The bad actors have an uncanny knack to deceive the security controls in place. Although organizations and businesses invest billions of dollars in cyber threat preventive measures, the attack vector is always wide open. The IT loopholes make organizations vulnerable.
One simple explanation is that cyber defense lags many years behind cyber-attack.
Case in Point: Fraudsters attempt to trick facial-recognition authentication systems
Contextual authentication provides an additional layer of security that validates the trust at different levels. And this attempted IT fraud discussed here only underpins the pressing need to implement it in place.
The scheme: According to an article published in the WSJ, citing verification firm ID.me Inc, last year thousands of fraudsters attempted to trick facial-recognition systems. The fraudsters tried to claim unemployment benefits from the state agencies in the U.S. by using sophisticated techniques. In order to fool facial-recognition systems, fraudsters generated deepfakes, lifelike masks using AI.
The identity verification company averted the big conning scheme; however, one crucial question lingers: how to ensure robust authentication?
Contextual Authentication in Privileged Access Management
Ensuring robust authentication is a challenge, notably in the given current remote work context. And at a time when businesses and organizations migrate increasing number of workloads to the cloud, the validation process requires solid authentication layers. No other area requires a close assessment in this regard than the privileged access management.

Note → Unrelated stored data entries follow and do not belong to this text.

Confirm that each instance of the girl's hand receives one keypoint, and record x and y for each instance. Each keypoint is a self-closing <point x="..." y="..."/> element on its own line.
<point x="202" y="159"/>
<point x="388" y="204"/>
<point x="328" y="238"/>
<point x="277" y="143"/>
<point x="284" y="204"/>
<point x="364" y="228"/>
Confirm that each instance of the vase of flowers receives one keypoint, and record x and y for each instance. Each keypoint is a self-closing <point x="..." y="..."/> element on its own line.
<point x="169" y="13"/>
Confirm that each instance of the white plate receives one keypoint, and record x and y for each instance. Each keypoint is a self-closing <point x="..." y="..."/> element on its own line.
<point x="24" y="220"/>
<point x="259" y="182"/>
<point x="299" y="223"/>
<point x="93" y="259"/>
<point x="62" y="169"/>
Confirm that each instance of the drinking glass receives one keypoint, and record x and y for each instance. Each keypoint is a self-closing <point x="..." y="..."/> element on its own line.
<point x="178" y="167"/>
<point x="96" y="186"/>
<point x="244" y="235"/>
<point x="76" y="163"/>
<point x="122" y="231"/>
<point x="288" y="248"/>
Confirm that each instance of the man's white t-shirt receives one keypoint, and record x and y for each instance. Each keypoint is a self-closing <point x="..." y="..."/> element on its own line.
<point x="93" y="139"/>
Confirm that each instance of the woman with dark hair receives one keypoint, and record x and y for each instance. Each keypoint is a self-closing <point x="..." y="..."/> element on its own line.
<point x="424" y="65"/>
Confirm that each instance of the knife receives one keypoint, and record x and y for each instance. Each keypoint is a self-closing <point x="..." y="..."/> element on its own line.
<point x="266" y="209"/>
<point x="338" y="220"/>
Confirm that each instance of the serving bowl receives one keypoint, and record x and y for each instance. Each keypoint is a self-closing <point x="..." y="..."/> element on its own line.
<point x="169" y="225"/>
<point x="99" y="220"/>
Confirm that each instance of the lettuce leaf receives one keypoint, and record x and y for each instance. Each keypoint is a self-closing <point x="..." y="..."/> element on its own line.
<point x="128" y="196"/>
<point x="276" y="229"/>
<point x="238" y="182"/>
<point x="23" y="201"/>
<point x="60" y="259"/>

The validation approach evolved in privileged access management over the years—from dual-factor authentication to multifactor authentication. The evolving enterprise use-cases, however, make mere MFA controls sometimes inadequate.
An explanation for this widening security concerns is that end-users nowadays have access from any device and any location. And the nature of risks only amplifies when end-users require privileged access to target systems.
The contextual authentication process is a central component to ensure continuous assessment of the end-user’s trust.
Both Continuous Adaptive Risk and Trust Assessment (CARTA) and Zero Trust (ZT) frameworks essentially emphasize contextual authentication where the context turns into the new perimeter.
The contextual authentication approach is different from the MFA approach where a certain set of credentials allows to access the perimeter. However, in the former approach, the authentication method will assess the context behind any end-user access to target systems. Therefore, geo-location, typing speed, IP address, biometrics and AI-enabled risk analysis become more important here.
ARCON | Privileged Access Management (PAM) provides the framework to move away from corporate network bound perimeter to context-based perimeters. Through ARCON | PAM, an IT security team can develop micro-perimeters with centrally-built unambiguous rules that defines the limit of an ‘identity’.
As a result, organizations can develop robust authentication and governance framework where each access to systems is allowed only on ‘need-to-know’ and ‘need-to-do’ basis.
Contextual authentication provides the necessary controls to identify whether the access is legitimate or not. The approach is crucial in the changing access control dynamics.